Unnamed: 0,user_id,time,group,landing_page,converted,intercept,country,CA,UK,US
0,851104,00:11:48.600000,0,0,0,1,US,0,0,1
1,804228,00:01:45.200000,0,0,0,1,US,0,0,1
2,661590,00:55:06.200000,1,1,0,1,US,0,0,1
3,853541,00:28:03.100000,1,1,0,1,US,0,0,1
4,864975,00:52:26.200000,0,0,1,1,US,0,0,1


In [43]:
# lest see if there is a relation between country and conversion
pd.pivot_table(data = df3, index = "country", values = "converted").sort_values(by = "converted", ascending = False) * 100

Unnamed: 0_level_0,converted
country,Unnamed: 1_level_1
UK,12.059449
US,11.95468
CA,11.53183


**Initial Findings**  
Interestingly, the relationship between country and conversion rate have only minor differences. This suggests that country might have a negligible impact on conversion, but this should be confirmed through regression.

In [44]:
# Instantiate and fit the regression model with country as an additional variable: 'CA' is a baseline
model = sm.Logit(df3['converted'], df3[['intercept','landing_page', 'UK','US']])
result = model.fit()
result.summary()

Optimization terminated successfully.
         Current function value: 0.366113
         Iterations 6


0,1,2,3
Dep. Variable:,converted,No. Observations:,290584.0
Model:,Logit,Df Residuals:,290580.0
Method:,MLE,Df Model:,3.0
Date:,"Mon, 19 Aug 2024",Pseudo R-squ.:,2.323e-05
Time:,17:04:00,Log-Likelihood:,-106390.0
converged:,True,LL-Null:,-106390.0
Covariance Type:,nonrobust,LLR p-value:,0.176

0,1,2,3,4,5,6
,coef,std err,z,P>|z|,[0.025,0.975]
intercept,-2.0300,0.027,-76.249,0.000,-2.082,-1.978
landing_page,-0.0149,0.011,-1.307,0.191,-0.037,0.007
UK,0.0506,0.028,1.784,0.074,-0.005,0.106
US,0.0408,0.027,1.516,0.130,-0.012,0.093


In [45]:
# exponentiate the parameters to inteprete the result
np.exp(result.params)

intercept       0.131332
landing_page    0.985168
UK              1.051944
US              1.041599
dtype: float64

**Findings**  
The results were consistent: none of the coefficients, except the intercept, were statistically significant. This reinforces the earlier conclusion made that the treatment page had no substantial impact on conversion rates, even when accounting for the user’s country.

## Conclusion
This analysis, conducted through three distinct methods—Simple Conversion Analysis, One-Tailed T-Test (A/B Test), and logistic regression—reached a unanimous conclusion: the new landing page does not lead to a higher conversion rate. This insight provides clear guidance for decision-making, affirming that, at least in this context, the new landing page does not offer an advantage over the existing one.

## Shortcomings
While this analysis offers valuable insights, it's important to acknowledge certain shortcomings, particularly the delayed examination of p-values. By not evaluating p-values step by step as the data was processed, we risk overlooking early indications of statistical significance. This approach can obscure the real-time understanding of when and how variables become significant, potentially leading to missed insights.

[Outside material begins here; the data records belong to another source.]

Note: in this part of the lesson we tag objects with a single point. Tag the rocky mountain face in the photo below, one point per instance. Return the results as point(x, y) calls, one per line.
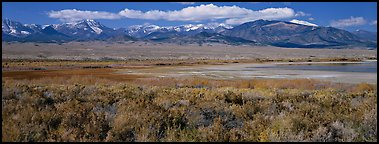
point(260, 32)
point(287, 34)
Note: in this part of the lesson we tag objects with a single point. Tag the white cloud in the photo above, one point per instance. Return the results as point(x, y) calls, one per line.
point(229, 14)
point(300, 13)
point(233, 14)
point(186, 3)
point(267, 14)
point(70, 15)
point(352, 21)
point(302, 22)
point(373, 22)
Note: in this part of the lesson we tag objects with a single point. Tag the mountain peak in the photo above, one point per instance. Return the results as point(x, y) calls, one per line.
point(302, 22)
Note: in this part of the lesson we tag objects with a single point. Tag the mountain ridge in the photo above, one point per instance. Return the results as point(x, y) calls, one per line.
point(276, 33)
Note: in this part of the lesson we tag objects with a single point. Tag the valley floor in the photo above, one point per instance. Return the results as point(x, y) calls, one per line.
point(45, 99)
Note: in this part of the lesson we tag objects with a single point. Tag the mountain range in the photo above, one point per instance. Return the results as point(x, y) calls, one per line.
point(259, 32)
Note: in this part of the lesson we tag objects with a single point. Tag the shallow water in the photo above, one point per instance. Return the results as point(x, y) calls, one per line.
point(366, 67)
point(345, 72)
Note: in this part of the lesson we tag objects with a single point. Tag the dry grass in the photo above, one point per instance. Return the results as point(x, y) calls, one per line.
point(92, 108)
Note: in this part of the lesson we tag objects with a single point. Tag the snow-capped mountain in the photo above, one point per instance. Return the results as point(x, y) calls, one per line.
point(17, 29)
point(85, 29)
point(140, 31)
point(278, 33)
point(303, 22)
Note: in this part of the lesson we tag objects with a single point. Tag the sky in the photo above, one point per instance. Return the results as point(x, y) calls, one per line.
point(344, 15)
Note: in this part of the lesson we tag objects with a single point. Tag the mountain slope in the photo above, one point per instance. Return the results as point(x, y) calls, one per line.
point(287, 34)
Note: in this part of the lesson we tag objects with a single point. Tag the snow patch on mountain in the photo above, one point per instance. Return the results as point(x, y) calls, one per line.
point(303, 22)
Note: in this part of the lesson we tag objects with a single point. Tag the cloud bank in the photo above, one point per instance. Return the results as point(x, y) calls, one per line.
point(229, 14)
point(70, 15)
point(352, 21)
point(302, 22)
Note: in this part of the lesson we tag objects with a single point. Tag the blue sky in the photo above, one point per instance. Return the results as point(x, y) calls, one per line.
point(345, 15)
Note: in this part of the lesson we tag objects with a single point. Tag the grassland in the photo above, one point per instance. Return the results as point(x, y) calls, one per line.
point(70, 92)
point(55, 100)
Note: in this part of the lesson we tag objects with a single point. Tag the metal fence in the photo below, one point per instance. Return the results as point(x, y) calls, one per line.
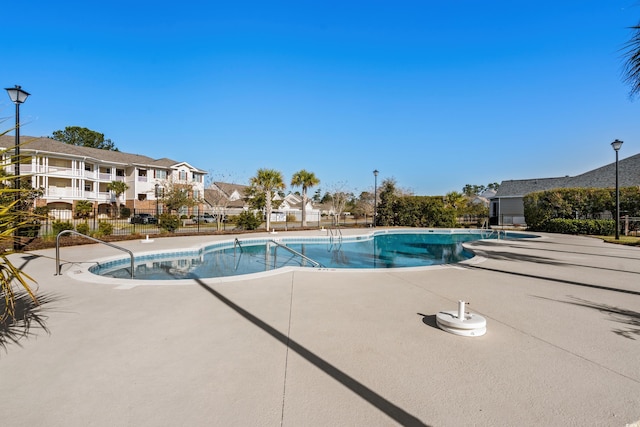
point(125, 226)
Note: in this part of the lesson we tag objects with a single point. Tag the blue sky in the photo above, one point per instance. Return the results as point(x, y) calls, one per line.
point(435, 94)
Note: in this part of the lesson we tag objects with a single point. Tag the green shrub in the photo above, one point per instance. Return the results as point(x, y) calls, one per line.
point(600, 227)
point(169, 222)
point(83, 209)
point(83, 228)
point(59, 226)
point(248, 220)
point(105, 228)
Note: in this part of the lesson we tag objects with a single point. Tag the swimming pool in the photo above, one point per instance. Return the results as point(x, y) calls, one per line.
point(383, 249)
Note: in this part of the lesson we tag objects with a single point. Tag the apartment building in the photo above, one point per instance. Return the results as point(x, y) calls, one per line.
point(70, 173)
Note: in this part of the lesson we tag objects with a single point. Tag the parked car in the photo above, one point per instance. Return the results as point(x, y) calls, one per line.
point(144, 219)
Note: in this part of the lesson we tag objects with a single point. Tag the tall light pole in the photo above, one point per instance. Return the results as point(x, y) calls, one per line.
point(375, 196)
point(157, 195)
point(18, 96)
point(616, 147)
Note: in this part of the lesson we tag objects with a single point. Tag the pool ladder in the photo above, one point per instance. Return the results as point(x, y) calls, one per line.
point(293, 251)
point(337, 235)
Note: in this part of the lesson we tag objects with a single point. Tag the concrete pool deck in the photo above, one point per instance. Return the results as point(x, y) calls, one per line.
point(337, 348)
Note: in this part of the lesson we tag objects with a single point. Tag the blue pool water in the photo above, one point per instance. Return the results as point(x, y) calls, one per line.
point(378, 250)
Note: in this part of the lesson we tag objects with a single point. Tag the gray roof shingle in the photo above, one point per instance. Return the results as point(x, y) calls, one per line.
point(29, 143)
point(603, 177)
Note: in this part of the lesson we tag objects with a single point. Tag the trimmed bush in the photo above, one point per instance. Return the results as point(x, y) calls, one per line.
point(600, 227)
point(169, 222)
point(58, 226)
point(248, 220)
point(83, 228)
point(105, 228)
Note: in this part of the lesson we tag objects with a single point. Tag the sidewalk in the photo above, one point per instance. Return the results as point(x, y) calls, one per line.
point(338, 348)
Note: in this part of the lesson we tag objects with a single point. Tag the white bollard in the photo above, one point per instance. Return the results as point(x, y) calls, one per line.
point(461, 310)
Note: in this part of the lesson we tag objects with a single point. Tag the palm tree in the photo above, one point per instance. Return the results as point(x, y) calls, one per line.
point(631, 71)
point(13, 217)
point(304, 179)
point(118, 188)
point(267, 182)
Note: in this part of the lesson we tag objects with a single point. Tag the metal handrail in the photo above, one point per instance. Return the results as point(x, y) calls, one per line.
point(58, 266)
point(293, 251)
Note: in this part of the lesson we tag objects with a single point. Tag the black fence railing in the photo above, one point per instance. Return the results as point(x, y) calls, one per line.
point(144, 222)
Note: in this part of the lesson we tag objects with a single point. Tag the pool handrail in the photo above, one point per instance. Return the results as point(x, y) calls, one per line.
point(58, 266)
point(293, 251)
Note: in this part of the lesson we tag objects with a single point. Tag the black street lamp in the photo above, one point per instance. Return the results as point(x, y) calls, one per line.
point(157, 197)
point(17, 96)
point(375, 196)
point(616, 147)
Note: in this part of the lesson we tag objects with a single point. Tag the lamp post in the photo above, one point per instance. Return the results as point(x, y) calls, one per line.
point(17, 96)
point(375, 196)
point(616, 147)
point(157, 195)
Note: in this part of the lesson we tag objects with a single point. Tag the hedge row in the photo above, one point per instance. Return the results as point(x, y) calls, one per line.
point(600, 227)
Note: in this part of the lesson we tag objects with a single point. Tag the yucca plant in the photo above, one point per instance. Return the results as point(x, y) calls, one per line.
point(13, 217)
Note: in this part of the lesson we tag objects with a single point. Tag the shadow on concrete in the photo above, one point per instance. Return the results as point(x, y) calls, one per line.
point(616, 314)
point(429, 320)
point(510, 256)
point(27, 315)
point(551, 279)
point(390, 409)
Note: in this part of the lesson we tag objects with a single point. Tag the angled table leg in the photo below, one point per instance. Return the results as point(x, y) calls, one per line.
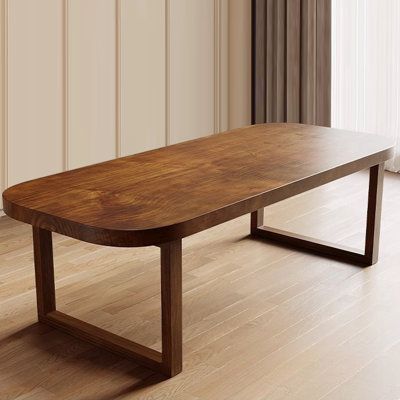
point(171, 307)
point(367, 257)
point(167, 362)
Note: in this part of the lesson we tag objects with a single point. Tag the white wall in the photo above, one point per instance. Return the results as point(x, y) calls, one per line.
point(91, 80)
point(366, 68)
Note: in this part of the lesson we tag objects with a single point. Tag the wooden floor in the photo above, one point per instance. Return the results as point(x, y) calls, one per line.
point(260, 321)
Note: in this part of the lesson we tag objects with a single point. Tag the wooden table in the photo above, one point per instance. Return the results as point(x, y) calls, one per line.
point(161, 196)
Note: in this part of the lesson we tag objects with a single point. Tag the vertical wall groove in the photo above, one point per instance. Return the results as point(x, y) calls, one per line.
point(118, 78)
point(167, 74)
point(4, 94)
point(65, 86)
point(217, 65)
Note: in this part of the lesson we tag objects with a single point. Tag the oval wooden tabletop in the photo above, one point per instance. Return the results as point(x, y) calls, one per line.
point(172, 192)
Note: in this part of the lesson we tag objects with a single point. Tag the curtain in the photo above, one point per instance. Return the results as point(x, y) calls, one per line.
point(366, 68)
point(291, 61)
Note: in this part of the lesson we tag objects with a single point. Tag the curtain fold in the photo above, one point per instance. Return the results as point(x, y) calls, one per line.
point(291, 61)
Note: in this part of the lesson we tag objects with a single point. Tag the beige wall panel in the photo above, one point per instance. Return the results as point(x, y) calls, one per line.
point(91, 81)
point(3, 168)
point(142, 75)
point(35, 129)
point(239, 63)
point(191, 69)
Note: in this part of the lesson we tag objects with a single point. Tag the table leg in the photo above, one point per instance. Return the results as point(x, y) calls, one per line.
point(167, 362)
point(171, 306)
point(367, 257)
point(44, 271)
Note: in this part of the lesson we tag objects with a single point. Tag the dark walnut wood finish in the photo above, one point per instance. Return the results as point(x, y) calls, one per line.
point(161, 196)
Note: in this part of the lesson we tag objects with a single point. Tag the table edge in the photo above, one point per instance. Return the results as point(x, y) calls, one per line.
point(163, 234)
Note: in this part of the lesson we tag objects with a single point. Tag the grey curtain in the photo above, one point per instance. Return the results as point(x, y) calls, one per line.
point(291, 61)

Moreover, the omission of step-by-step p-value analysis can also introduce risks related to overfitting, where the model becomes too complex to generalize well to new data. Adding variables such as the time of conversion might have provided additional insights but would also have made the model more complicated and less interpretable, potentially leading to less actionable outcomes. 

Nonetheless, this comprehensive approach provides a solid foundation for making informed decisions about landing page designs and their potential impact on key business metrics.